My door sat sealed, the room on the other side of it soundless. My neighbour, old Mrs Kettering, opened the door. It wasn’t the first time she’d seen Archie and she frowned at him as she always did. He responded with a placating smile. People like her, who’d witnessed us together, might be trouble down the road.

Still the question bubbled up inside of him, impossible not to ask. ‘Good afternoon, Mrs Kettering. I wonder, have you seen Miss O’Dea?’

‘Not for days,’ she said. ‘More than a week, I’d say. Not a
glimpse of her nor a peep from her. Here’s hoping she’s run off with some bloke her own age.’ She bestowed one last, hawk-like glare before slamming the door behind her and stamping down the stairs. There are too many women in the world helping men with their dirty work. But so many more taking each other’s side in unexpected moments.
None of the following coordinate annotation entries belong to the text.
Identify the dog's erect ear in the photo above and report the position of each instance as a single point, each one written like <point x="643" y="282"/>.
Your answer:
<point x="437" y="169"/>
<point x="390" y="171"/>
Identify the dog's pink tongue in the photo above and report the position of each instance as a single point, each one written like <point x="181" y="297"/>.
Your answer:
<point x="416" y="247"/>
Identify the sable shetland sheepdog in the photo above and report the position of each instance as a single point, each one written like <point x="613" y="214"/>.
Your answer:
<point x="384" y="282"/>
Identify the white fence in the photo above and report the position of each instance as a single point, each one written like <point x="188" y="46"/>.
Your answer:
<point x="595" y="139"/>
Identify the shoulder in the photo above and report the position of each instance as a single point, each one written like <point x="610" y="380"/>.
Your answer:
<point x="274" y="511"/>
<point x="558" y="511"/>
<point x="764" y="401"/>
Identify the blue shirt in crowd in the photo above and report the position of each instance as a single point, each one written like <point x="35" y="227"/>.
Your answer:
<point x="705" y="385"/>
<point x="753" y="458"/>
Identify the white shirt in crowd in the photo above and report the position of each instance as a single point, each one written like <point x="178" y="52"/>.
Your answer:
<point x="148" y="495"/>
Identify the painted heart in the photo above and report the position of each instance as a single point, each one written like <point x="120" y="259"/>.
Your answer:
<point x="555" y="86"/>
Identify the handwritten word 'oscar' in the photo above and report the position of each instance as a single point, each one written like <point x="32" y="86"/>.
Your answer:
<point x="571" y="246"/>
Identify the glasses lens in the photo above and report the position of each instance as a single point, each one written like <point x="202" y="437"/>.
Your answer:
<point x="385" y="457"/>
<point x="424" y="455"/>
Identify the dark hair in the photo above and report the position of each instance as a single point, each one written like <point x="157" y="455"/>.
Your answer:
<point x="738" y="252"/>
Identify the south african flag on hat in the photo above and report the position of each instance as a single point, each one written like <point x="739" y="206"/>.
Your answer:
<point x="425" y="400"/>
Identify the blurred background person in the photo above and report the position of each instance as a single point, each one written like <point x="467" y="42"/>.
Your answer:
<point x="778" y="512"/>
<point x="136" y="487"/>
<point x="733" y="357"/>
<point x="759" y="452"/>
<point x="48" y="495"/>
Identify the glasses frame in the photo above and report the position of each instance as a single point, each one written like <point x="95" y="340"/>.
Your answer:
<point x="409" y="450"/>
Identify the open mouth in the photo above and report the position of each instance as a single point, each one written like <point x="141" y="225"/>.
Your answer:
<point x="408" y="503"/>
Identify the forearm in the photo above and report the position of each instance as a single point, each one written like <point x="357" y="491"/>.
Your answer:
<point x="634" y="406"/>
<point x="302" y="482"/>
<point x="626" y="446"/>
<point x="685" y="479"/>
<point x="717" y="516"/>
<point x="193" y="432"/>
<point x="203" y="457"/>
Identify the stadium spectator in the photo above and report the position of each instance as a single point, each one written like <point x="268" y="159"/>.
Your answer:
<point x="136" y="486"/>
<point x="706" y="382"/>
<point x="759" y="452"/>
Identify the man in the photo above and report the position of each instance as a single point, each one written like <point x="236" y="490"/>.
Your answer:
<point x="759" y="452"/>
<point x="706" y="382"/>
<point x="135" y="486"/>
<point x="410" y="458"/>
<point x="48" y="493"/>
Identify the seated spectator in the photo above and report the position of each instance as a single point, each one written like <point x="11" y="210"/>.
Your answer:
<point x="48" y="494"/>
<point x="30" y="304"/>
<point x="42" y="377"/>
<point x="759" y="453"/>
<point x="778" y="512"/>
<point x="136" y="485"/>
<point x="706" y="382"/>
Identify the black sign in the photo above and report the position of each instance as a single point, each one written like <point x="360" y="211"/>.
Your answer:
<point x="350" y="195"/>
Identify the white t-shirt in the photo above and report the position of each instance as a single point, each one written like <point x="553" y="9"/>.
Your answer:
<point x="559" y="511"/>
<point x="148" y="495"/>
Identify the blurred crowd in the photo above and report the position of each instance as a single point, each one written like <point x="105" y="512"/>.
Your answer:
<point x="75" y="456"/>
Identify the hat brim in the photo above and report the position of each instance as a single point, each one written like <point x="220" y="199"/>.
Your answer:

Equally unexpected, Archie would find the moment of reprieve he’d wanted. For the first time in days, his mind went blank with sheer perplexity. The question eclipsed emotion, for just one moment.
Where had Nan gone?

He hurried down the stairs to the street. Walked quickly, his breath coming out in gusts. Willing his hands not to rise and cover his face. Any tears in his eyes could be explained away by the cold. Miles away in Harrogate, I wasn’t thinking of Archie. Hardly a bit. Hardly at all.

While he was thinking: How peculiar, and what has precipitated this? The Age of Disappearing Women.

The age of disappearing women did not begin with Agatha Christie. It had begun long before Agatha hopped into a car and motored away from Newlands Corner with Finbarr. And it would continue for quite a bit longer. We disappeared from schools. From our hometowns. From our families and our jobs. One day we would be going about our business, sitting in class, or laughing with friends, or walking hand in hand with a beau. Then, poof.

What ever happened to that girl? Don’t you remember her? Where did she go?

In America we went to Florence Crittenton homes. In England to Clark’s House, or any of the various homes run mostly
by the Anglican Church. In Australian hospitals, babies were taken from mothers who were drugged, incapacitated, unwilling. And, of course, some of us didn’t go anywhere at all. We bled to death on butchers’ tables. We jumped off bridges.

The age of disappearing women
. It had been going on forever. Thousands of us vanished, with not a single police officer searching. Not a word from the newspapers. Only our long absences and quiet returns. If we ever returned at all.